In this integrity breach aimed at an AI system, scholars managed to deceive AIOps tools:
AIOps pertains to the application of LLM-based agents to collect and evaluate application telemetry, encompassing system logs, performance metrics, traces, and alerts, to identify issues and subsequently propose or execute corrective measures. Entities such as Cisco have implemented AIOps within a conversational interface that administrators can utilize to inquire about system performance. Certain AIOps tools have the capability to react to these inquiries by automatically enacting solutions or recommending scripts to tackle the problems.
Nevertheless, these agents can be misled by fraudulent analytics data into making detrimental remedial choices, including reverting an installed package to a susceptible version.
The document: “When AIOps Become “AI Oops”: Subverting LLM-driven IT Operations via Telemetry Manipulation“:
Summary: AI for IT Operations (AIOps) is revolutionizing how organizations oversee complex software ecosystems by automating anomaly detection, incident diagnosis, and remediation.

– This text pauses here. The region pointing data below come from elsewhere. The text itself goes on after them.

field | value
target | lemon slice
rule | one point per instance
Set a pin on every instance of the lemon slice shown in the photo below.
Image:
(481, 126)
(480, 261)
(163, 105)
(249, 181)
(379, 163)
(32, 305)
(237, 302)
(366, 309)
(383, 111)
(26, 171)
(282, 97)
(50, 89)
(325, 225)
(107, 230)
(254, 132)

Contemporary AIOps solutions increasingly depend on autonomous LLM-based agents to decipher telemetry data and execute corrective measures with minimal human intervention, promising quicker response times and operational cost reductions.
In this research, we conduct the initial security evaluation of AIOps solutions, revealing that once again, AI-driven automation incurs significant security risks. We illustrate how adversaries can manipulate system telemetry to mislead AIOps agents into taking actions that undermine the integrity of the infrastructure they oversee. We introduce methods to reliably inject telemetry data through error-inducing requests that affect agent actions using a technique of adversarial reward-hacking; plausible yet erroneous interpretations of system errors that guide the agent’s decision-making. Our attack method, AIOpsDoom, is fully automated—merging reconnaissance, fuzzing, and LLM-driven adversarial input creation—and functions without any preceding knowledge of the target system.
To mitigate this threat, we suggest AIOpsShield, a defense strategy that sanitizes telemetry data by leveraging its structured nature and the limited role of user-generated content. Our tests demonstrate that AIOpsShield effectively prevents telemetry-based attacks without compromising the standard performance of agents.
Ultimately, this study unveils AIOps as a burgeoning attack vector for system infringement and emphasizes the urgent necessity for security-conscious AIOps design.